He's not just an investor, he's also a philanthropist. Does intentionally undermining markets through dishonest public statements jibe with all the nice stuff he's done?


He made much of his wealth through currency speculation^. Profiting when entire countries or regions of the world were in economic trouble (arguably hurting those countries). I think it's quite a rare skill to consistently be able to come out ahead speculating on currency. It's really all about speculating on global politics and economics.

I think he's trying to make up for it in his philanthropy. Personally I think a thief is a thief. Robin Hood or not..

As for him stirring the pot and making a statement. It's his right to do so. He'll make money no matter what happens to the economy. Though I would suspect he'll make more if the recession continues. My guess, he knew exactly what he was doing when he made this statement.

^ http://en.wikipedia.org/wiki/George_Soros#Business


US charitable foundations (Carnegie, Welcome, Gates, most private Universities etc) are there to make money for their cause - they do not exist to do good in the markets or only invest in 'nice' companies.

When a stock market pundit, wether they work for Soros, Fox News or XYZ charity publishes something about a sector - it is because their employers have an interest in it being beleived.


You're joking, right?


I'm just curious, why is Soros more likely than any other commentator to want banks' shares to decline?

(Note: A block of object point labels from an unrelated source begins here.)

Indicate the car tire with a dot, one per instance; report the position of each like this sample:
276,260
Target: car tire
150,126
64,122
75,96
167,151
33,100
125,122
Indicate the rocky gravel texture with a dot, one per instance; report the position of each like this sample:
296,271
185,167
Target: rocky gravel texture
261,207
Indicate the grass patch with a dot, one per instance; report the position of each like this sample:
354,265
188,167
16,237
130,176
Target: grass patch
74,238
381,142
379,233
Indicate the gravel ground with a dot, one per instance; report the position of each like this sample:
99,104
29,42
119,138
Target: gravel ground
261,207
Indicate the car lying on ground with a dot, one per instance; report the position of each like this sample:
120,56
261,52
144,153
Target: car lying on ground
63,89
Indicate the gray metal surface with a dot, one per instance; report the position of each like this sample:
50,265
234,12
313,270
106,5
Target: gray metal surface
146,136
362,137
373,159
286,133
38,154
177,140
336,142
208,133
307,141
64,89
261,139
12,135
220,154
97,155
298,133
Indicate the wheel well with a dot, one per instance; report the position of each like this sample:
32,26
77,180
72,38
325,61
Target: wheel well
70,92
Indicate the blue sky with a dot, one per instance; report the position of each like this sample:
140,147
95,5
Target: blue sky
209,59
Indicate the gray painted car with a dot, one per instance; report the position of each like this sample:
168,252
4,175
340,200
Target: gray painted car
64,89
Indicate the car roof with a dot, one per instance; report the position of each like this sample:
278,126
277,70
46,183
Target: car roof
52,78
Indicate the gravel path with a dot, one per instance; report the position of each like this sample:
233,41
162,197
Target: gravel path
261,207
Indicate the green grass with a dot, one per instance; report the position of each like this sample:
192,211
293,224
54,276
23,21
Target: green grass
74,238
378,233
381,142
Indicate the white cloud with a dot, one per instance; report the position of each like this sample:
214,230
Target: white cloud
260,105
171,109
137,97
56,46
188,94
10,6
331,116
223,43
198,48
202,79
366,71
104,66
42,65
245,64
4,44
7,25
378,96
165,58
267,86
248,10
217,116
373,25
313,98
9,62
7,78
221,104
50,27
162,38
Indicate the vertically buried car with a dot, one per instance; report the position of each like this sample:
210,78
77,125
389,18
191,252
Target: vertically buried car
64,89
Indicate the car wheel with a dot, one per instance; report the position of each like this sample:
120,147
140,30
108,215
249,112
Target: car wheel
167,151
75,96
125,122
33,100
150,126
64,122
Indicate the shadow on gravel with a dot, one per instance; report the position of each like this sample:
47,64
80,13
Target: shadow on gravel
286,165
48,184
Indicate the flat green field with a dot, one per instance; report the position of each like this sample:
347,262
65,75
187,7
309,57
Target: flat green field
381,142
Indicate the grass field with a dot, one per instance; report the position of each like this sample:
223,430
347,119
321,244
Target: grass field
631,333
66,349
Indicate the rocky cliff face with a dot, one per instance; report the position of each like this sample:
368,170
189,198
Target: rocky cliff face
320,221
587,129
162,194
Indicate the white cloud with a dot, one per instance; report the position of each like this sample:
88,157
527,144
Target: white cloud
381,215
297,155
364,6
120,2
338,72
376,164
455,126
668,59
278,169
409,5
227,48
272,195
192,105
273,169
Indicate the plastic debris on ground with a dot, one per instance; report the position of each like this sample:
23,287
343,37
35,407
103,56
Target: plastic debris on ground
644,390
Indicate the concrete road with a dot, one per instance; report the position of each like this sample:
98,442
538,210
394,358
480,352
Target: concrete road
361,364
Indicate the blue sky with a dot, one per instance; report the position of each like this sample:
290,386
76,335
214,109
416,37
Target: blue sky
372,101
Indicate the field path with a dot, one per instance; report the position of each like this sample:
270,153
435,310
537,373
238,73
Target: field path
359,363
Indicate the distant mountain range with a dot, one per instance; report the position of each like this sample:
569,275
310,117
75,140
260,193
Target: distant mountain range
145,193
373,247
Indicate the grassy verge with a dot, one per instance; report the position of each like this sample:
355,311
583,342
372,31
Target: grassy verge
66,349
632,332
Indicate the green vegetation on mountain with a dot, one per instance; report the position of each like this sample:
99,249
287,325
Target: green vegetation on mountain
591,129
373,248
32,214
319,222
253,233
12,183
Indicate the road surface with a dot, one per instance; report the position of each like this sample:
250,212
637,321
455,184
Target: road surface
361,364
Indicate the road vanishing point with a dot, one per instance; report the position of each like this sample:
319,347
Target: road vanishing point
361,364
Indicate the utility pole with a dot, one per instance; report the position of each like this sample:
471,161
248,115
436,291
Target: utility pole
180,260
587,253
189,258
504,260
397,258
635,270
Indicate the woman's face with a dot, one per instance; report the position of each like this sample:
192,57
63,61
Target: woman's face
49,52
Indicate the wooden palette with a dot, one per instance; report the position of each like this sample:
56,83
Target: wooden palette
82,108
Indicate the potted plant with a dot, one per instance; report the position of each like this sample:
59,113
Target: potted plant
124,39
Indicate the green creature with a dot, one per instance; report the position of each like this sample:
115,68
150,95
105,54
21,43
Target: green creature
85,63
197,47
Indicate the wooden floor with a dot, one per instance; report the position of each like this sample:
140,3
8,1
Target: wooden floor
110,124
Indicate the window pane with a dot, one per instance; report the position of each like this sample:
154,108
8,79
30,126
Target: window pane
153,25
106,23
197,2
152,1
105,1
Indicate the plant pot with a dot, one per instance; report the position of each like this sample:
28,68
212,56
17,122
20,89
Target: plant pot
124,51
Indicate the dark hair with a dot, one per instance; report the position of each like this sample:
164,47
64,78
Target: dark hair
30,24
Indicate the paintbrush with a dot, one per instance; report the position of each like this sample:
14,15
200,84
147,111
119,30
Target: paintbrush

He did make more than a billion dollars shorting the Bank of England...


The Bank of England is not a publicly traded corporation, so it cannot be shorted at all. It is the central bank of the United Kingdom, which functions very much like the Federal Reserve in the United States.

George Soros bet the Bank of England would have to raise interest rates by sellings short several billion pounds. When the Bank of England succumbed to reality and devalued the pound, Soros profited about 10%.

He and other serious investors profit from being rational when everyone else is doing dumb things. The idea that banks are doing dumb things today should not come as a surprise and should not be much of a hard sell.


Soros used leverage so his actual profits were vastly greater than 10%.


You are correct. I should have thought through that more clearly.

More precisely, he made about $1b on about $10b after leverage. Who knows what his leverage may have been.

Maybe he made as much as 100% return on invested capital over the week.


How come his counterparties weren't smart enough to trade the same way he did?


That's not the point.

He's questioning Soros' motives for uttering the statement, not whether the statement is correct or not.


Why are his motives more important to us than the accuracy of the statement?


I think his statement can't influence noticeably the bank's share price. But he is a respectful voice for me, because of his public position and personal success.